Aha bar Jacob stated that the breastplate of the High Priest of Israel contained the Hebrew words "The tribes of Jeshurun," thus supplying the otherwise missing Hebrew letter teth in the word "Shivtei" ("tribes"). (See Babylonian Talmud, Yoma 73b for full explanation of "otherwise missing"; see also Exodus Rabbah 38:9.)

==Modern interpretation==
The Reformer John Calvin reflected that "by using the word 'upright' for Israel, [the author] ironically taunts them with having departed from rectitude, and, reminding them of the high dignity conferred upon them, more severely reproves their sin of unfaithfulness".

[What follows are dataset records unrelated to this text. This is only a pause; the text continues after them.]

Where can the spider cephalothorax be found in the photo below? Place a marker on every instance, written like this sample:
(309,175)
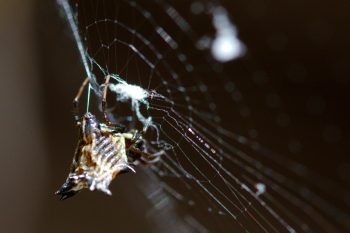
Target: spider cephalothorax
(103,151)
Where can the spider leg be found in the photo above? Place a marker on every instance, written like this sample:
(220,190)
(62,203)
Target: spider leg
(144,157)
(75,110)
(104,101)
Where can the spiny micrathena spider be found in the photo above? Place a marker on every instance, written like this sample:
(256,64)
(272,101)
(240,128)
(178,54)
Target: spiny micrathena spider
(104,150)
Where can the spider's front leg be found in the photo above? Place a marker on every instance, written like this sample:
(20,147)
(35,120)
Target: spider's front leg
(143,157)
(76,101)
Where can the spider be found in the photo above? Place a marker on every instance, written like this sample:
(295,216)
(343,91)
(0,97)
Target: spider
(104,150)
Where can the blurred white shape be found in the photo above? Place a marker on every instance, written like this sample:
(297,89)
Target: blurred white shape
(127,91)
(261,188)
(226,46)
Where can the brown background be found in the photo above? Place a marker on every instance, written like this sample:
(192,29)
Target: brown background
(302,53)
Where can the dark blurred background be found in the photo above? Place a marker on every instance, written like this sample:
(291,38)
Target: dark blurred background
(300,100)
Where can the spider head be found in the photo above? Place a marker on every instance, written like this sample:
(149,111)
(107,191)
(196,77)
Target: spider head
(72,186)
(89,127)
(75,183)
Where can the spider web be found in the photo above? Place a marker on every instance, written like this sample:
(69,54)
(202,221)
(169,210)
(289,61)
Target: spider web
(168,62)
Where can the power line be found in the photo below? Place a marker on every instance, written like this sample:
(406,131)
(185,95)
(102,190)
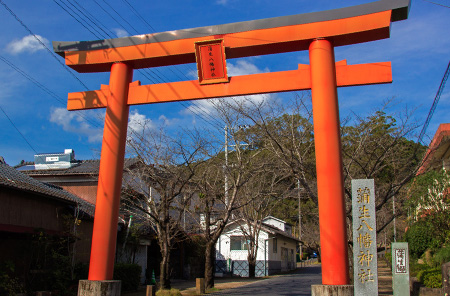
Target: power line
(437,3)
(435,102)
(44,88)
(42,43)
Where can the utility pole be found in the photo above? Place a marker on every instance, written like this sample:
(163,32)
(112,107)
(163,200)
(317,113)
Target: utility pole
(393,212)
(226,166)
(299,218)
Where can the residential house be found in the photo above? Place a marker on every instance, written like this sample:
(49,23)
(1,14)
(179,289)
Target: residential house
(436,158)
(34,214)
(276,248)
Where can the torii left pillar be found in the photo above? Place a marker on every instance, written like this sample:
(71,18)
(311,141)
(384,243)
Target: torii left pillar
(103,248)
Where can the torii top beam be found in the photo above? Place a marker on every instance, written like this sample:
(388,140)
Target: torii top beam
(357,24)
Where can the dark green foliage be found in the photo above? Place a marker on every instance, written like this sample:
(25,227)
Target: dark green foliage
(419,238)
(442,256)
(431,277)
(171,292)
(129,274)
(9,283)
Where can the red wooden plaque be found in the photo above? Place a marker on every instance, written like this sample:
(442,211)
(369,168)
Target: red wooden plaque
(211,63)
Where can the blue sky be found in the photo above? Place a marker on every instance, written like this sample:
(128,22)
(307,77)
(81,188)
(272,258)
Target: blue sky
(418,49)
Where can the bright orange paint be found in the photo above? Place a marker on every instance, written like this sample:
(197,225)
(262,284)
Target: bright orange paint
(330,184)
(110,175)
(251,43)
(347,75)
(322,77)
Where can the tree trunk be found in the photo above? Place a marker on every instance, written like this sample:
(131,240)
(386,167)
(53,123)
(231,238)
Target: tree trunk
(164,276)
(251,265)
(210,262)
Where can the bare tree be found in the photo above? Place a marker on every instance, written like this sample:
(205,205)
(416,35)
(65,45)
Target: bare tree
(219,199)
(158,189)
(375,146)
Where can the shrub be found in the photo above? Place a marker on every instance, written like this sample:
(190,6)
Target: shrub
(419,238)
(433,279)
(442,256)
(129,274)
(171,292)
(430,278)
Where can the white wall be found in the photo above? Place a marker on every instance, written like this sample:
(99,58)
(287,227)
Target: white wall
(223,251)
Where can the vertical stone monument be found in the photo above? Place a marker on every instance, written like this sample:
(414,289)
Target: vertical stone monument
(364,237)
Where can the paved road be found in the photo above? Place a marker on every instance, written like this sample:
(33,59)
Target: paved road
(297,284)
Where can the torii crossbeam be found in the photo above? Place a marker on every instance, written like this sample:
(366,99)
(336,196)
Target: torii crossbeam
(317,32)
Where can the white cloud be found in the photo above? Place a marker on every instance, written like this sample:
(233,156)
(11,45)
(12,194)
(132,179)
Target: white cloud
(120,32)
(137,123)
(27,44)
(73,122)
(242,67)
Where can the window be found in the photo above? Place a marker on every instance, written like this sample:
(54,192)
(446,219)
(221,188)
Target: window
(238,243)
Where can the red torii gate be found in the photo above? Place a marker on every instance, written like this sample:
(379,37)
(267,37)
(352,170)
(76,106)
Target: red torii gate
(317,32)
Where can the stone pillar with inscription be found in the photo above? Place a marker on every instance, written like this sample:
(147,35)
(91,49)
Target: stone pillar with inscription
(400,269)
(364,237)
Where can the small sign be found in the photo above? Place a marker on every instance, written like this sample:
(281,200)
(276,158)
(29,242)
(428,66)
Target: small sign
(364,237)
(400,269)
(211,62)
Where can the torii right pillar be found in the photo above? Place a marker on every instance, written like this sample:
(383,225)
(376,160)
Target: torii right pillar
(330,182)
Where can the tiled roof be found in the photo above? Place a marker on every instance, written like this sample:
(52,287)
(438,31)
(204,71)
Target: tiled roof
(266,227)
(82,167)
(10,177)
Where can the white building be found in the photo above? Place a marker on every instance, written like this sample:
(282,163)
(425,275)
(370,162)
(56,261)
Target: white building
(276,249)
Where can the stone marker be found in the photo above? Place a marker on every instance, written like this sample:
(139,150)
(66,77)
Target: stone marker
(200,285)
(400,269)
(446,279)
(151,290)
(365,271)
(99,288)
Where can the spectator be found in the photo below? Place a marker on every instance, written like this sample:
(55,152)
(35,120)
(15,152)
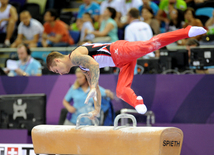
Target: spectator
(8,18)
(148,17)
(125,6)
(176,20)
(87,24)
(149,4)
(210,22)
(190,19)
(108,26)
(91,7)
(192,43)
(166,5)
(78,93)
(29,31)
(137,30)
(110,3)
(55,31)
(26,65)
(189,44)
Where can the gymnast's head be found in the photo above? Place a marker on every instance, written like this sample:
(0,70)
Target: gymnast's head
(58,63)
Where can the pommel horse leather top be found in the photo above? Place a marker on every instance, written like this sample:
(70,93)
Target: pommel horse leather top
(107,140)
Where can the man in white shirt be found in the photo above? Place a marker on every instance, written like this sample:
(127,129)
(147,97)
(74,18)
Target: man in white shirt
(29,31)
(137,30)
(124,7)
(110,3)
(8,18)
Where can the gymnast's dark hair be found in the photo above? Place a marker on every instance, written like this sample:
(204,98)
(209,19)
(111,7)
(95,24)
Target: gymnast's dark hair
(113,12)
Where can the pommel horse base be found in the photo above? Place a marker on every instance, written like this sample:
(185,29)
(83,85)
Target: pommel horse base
(107,140)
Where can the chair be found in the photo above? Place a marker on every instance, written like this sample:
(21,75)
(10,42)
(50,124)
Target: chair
(34,10)
(206,11)
(75,35)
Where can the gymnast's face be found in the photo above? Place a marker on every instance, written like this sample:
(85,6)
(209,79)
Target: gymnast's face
(59,67)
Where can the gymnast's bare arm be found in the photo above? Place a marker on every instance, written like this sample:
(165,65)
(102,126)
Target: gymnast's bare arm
(97,98)
(80,57)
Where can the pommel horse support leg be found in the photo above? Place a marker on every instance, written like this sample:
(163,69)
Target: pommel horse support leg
(107,140)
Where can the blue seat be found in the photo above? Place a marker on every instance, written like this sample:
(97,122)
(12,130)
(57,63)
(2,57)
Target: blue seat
(39,54)
(75,35)
(206,11)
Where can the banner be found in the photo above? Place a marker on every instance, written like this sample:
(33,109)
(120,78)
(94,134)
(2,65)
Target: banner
(17,149)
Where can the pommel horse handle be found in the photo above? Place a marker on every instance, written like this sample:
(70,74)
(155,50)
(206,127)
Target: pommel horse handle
(124,116)
(95,121)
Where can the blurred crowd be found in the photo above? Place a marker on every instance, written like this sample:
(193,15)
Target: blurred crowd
(96,20)
(27,23)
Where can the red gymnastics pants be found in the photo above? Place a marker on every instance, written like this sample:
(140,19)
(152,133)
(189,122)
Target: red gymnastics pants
(125,55)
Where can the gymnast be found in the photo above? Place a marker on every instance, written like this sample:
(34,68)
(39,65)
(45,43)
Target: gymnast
(121,54)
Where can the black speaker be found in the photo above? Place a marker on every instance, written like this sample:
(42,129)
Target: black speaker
(22,111)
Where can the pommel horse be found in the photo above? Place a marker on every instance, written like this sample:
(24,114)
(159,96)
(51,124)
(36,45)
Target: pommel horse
(107,140)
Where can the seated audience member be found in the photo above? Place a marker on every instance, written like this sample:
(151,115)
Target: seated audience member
(26,65)
(148,18)
(190,3)
(78,93)
(8,18)
(125,6)
(166,5)
(87,24)
(176,20)
(189,44)
(210,22)
(55,31)
(137,30)
(110,3)
(91,7)
(29,31)
(149,4)
(99,1)
(108,26)
(189,17)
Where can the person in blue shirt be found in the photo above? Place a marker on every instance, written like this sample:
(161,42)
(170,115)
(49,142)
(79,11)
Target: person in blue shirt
(152,5)
(90,7)
(78,93)
(27,65)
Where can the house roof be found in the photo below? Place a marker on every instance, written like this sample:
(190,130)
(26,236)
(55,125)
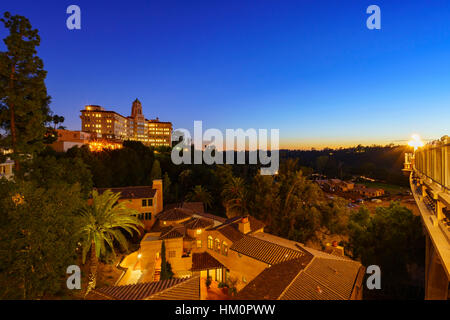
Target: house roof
(271,283)
(265,251)
(231,233)
(316,275)
(174,214)
(186,290)
(198,223)
(204,261)
(131,192)
(172,234)
(324,279)
(137,291)
(255,224)
(194,206)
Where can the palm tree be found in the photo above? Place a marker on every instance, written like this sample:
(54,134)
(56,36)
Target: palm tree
(235,197)
(100,223)
(202,195)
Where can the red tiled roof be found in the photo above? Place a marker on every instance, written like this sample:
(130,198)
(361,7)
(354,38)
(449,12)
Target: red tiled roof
(324,279)
(137,192)
(265,251)
(197,223)
(172,234)
(231,233)
(315,276)
(186,290)
(255,224)
(204,261)
(137,291)
(174,214)
(271,283)
(194,206)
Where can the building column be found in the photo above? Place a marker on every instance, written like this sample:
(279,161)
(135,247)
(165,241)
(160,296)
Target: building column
(436,281)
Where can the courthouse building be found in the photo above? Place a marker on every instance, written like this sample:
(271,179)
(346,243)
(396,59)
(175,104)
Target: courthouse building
(109,125)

Nineteenth century theologian Charles H. Waller argued that "Jeshurun is a diminutive—a term of endearment: either 'the child of the upright', or 'the beloved Israel'". He suggested that "the letters of the diminutive of Israel, if slightly abbreviated, would make 'Jeshurun'". However, Joseph Benson noted that "some consider the word as being derived from שׁור, shur, to see, and think the appellation was given them because they were so highly favoured with divine manifestations". Benson himself dismissed this view, suggesting that "it is much more probable that it is derived from ישׁר, jashar, to be right, upright, or righteous, and that they are called Jeshurun, because they were a people professing righteousness, and were governed by righteous laws".